The machine’s noise has become deafening and the heat unbearable; beads of sweat on Tony’s brow are starting to evaporate. He closes his eyes, clenches every muscle, and tries to ignore the penetrant smell of burnt plastic. The same evaporating effect now tugs at his digits. What if something has gone wrong? What if it doesn’t function as it should and cooks them right here, right now? His nails tingle as they dematerialize in painless fashion, followed by his fingers, his toes, his hair. Even the phaser rifle he’s clutching is feeling progressively insubstantial.
It doesn’t matter if the machine functions or not; there’s no backing out. Altonoid soldiers are waiting outside to slaughter them.
As the time machine slowly dissolves Tony, he submits to the choices he has made and surrenders to what’s beyond. Someone speaks to him. It’s his captain, raising his voice yet sounding atypically gentle. “Whether we succeed or not, we will be with our loved ones.”
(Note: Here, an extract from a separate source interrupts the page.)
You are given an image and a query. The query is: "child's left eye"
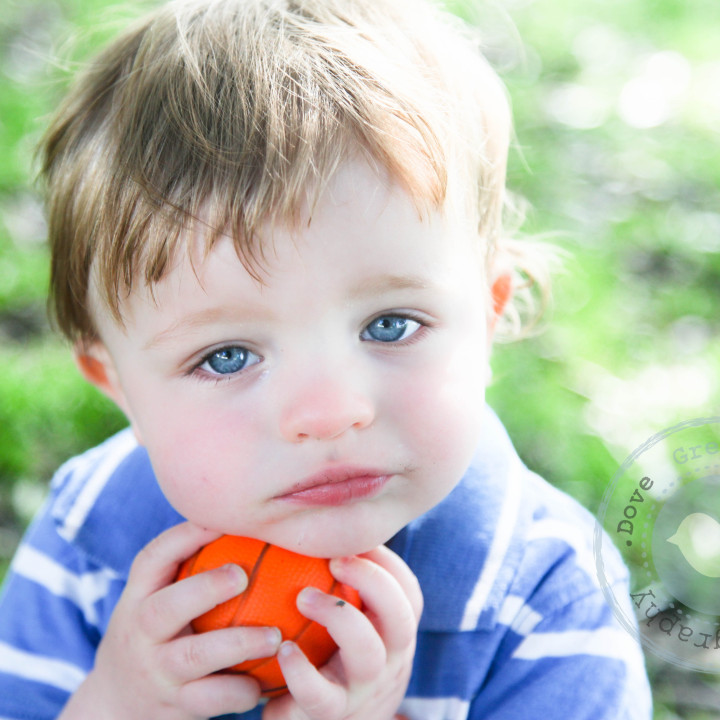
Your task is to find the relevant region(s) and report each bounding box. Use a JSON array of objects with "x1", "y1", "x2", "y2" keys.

Before Tony has the chance to contemplate those words, the machine’s hissing and roaring grows distant and its flashing lights fade into the same emptiness he is being sent to. He possesses nothing recognizable as a human shell, having transcended to a realm of existence unbound by matter or reason. For a moment, he is everywhere at once, then nowhere at all. Bright explosions and unsettling pops of nearby hardware being snapped to pieces surround him as time folds into itself.